Enhancing Streaming and Request Handling Efficiency with gRPC and Coroutines: Part 1
In this article, we dive deep into the technical challenges and solutions behind building a gateway server capable of handling millions of requests per minute.
Background
TerrariumDB handles millions of requests per hour. We can distinguish two types:
- User-facing query: This request is processed under 150 ms 99.9% of the time. Typically, these requests involve sending and receiving a few kilobytes to a few hundred kilobytes of data. For example, we might inquire about the most recent book purchased by a client using an ID. In handling such requests, only one worker is required.
- Analytic query: This request type may require more time due to the extensive data involved. For instance, we may request the top 100 most popular books sold by company X from 2018 to 2024. The response to such a query could consist of even tens of megabytes and might take a few seconds to process. In handling such requests, all workers (currently 2160) need to be involved.
From a performance perspective, the most challenging were user-facing query requests, because we wanted to make them as fast as possible, and we could have a millions small messages per minute.

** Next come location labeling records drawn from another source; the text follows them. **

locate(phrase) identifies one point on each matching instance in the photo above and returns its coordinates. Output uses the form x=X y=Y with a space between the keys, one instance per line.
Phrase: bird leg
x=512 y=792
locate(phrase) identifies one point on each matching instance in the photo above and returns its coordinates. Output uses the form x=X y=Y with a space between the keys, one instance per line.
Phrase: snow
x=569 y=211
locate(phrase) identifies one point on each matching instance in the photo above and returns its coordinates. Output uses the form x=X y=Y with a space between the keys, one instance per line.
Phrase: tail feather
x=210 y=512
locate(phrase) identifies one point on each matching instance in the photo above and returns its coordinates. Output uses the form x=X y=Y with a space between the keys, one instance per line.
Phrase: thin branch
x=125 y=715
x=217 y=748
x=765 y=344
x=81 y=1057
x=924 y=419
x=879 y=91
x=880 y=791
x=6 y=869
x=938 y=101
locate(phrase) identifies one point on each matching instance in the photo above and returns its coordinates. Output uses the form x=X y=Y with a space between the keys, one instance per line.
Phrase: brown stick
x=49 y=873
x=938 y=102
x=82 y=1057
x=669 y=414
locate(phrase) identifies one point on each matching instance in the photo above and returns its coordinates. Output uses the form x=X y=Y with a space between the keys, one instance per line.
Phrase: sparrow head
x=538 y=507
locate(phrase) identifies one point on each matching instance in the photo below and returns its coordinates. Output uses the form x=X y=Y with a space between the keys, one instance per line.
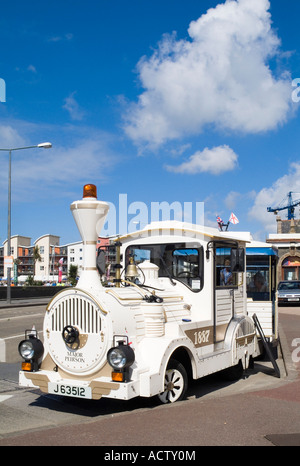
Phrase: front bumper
x=51 y=382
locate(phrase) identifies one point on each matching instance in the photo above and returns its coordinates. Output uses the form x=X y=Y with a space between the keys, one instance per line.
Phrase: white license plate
x=69 y=390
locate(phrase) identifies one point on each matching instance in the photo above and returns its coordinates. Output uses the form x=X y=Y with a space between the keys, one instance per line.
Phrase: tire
x=176 y=383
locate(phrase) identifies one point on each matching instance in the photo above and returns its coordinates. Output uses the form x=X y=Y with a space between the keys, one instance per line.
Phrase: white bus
x=177 y=310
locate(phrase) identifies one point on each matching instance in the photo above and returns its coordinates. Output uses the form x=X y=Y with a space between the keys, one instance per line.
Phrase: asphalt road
x=258 y=410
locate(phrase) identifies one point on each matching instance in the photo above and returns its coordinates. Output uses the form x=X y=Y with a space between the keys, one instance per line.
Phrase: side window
x=186 y=267
x=224 y=275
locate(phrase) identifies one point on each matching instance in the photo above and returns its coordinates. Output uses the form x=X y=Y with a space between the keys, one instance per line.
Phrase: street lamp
x=44 y=145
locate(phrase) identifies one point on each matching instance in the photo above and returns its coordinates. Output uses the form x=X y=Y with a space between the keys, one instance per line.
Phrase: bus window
x=224 y=275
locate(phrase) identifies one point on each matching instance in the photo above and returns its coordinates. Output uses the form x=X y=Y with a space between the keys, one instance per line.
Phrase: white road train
x=185 y=315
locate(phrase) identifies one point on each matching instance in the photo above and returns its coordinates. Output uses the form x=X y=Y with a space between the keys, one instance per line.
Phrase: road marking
x=25 y=316
x=2 y=350
x=5 y=397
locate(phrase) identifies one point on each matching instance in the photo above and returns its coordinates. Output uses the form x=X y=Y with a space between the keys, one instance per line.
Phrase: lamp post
x=44 y=145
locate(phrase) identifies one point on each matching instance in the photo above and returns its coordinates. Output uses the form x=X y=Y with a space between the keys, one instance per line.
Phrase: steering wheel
x=70 y=334
x=186 y=274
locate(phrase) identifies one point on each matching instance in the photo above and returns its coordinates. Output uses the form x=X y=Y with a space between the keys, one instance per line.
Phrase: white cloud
x=73 y=108
x=215 y=161
x=275 y=196
x=220 y=76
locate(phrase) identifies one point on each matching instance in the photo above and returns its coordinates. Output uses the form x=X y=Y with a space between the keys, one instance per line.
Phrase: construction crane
x=290 y=206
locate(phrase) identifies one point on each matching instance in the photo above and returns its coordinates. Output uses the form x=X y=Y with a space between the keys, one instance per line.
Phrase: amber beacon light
x=90 y=190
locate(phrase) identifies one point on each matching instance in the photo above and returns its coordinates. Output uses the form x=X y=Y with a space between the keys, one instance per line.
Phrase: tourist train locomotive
x=177 y=310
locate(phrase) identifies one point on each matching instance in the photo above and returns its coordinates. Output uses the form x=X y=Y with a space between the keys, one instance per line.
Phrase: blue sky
x=170 y=100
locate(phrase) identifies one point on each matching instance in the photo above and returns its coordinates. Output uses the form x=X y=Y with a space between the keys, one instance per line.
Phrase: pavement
x=261 y=411
x=24 y=302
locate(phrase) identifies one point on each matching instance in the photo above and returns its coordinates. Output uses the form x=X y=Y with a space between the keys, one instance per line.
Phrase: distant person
x=226 y=274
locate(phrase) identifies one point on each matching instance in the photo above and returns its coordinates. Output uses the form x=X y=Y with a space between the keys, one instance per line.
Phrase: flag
x=233 y=219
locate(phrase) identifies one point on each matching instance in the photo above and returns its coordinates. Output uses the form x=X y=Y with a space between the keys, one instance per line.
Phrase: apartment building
x=50 y=265
x=52 y=262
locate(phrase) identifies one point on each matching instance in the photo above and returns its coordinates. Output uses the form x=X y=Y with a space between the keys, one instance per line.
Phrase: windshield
x=182 y=261
x=289 y=286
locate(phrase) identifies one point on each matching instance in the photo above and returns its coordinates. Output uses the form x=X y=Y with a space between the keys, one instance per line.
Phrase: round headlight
x=26 y=349
x=120 y=357
x=31 y=348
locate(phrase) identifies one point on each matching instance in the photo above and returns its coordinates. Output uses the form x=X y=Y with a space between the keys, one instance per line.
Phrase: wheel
x=176 y=382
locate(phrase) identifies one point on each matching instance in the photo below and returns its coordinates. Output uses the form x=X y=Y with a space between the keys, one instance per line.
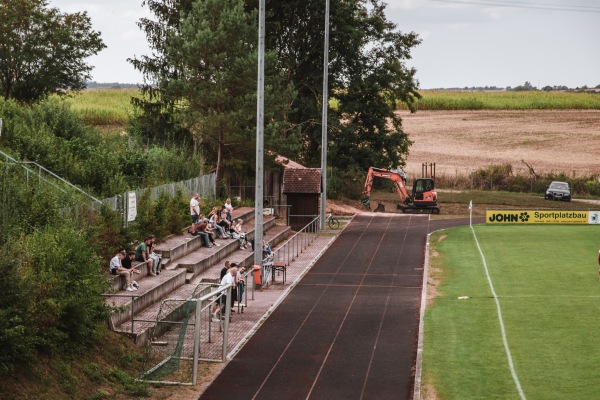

A second challenge involved sending large amounts of data for analytic requests. Initially, we were fetching data from all workers, each worker may have a few megabytes of data. However, we realized that in some cases, not all the data was necessary, and fetching everything was simply a waste of time. The better solution was to start streaming data and fetching only necessary data.
This article will concentrate on the gateway section, which involves the creation of a server capable of managing millions of requests per minute and handling thousands of simultaneous requests, even with only 64 threads available. The next article will demonstrate the client-side approach for the gateway to inquire data from workers through streaming.
First approach to the gateway server
The first implementation used QWebSocket to handle all requests. The main disadvantages of such a solution were:
- Limited performance of a built-in QEventLoop;
- Keeping connection alive constantly by QWebSocket, which required additional time to check the connection status continuously.
- Manual data serialization due to QWebSocket sending messages as QString/QByteArray
- Unsupported streaming in QWebSocket in Qt5.
Initially opting for QWebSocket seemed like a sound decision, as it spared us the need to implement our own thread pool and monitor connection status. However, the expected speed of this solution wasn’t satisfying. The problem with serialization was solved by using JSON format. Because we wanted to improve the performance of user-facing query requests (for QWebsocket we get about 400ms for p99 of requests) and limit the number of fetched data from analytic requests, we needed to find a better solution.
Thread pool
The first challenge was to implement a thread pool that would manage the request handling. Unlike before with QEventLoop, in this situation we had to build everything from scratch. Considering the pool will be dealing with millions of requests every hour, we were aiming for top speed to prevent any slowdowns when requests are pushed and popped from the pool. We couldn’t use a global mutex for the protection queue because a thread will waste a lot of time waiting for its turn. In such case, where we have 64 or even more threads, competition between threads will be huge. The better solution was to allocate a big chunk of vector (like 1 million) and allow each thread to put a task on an available index.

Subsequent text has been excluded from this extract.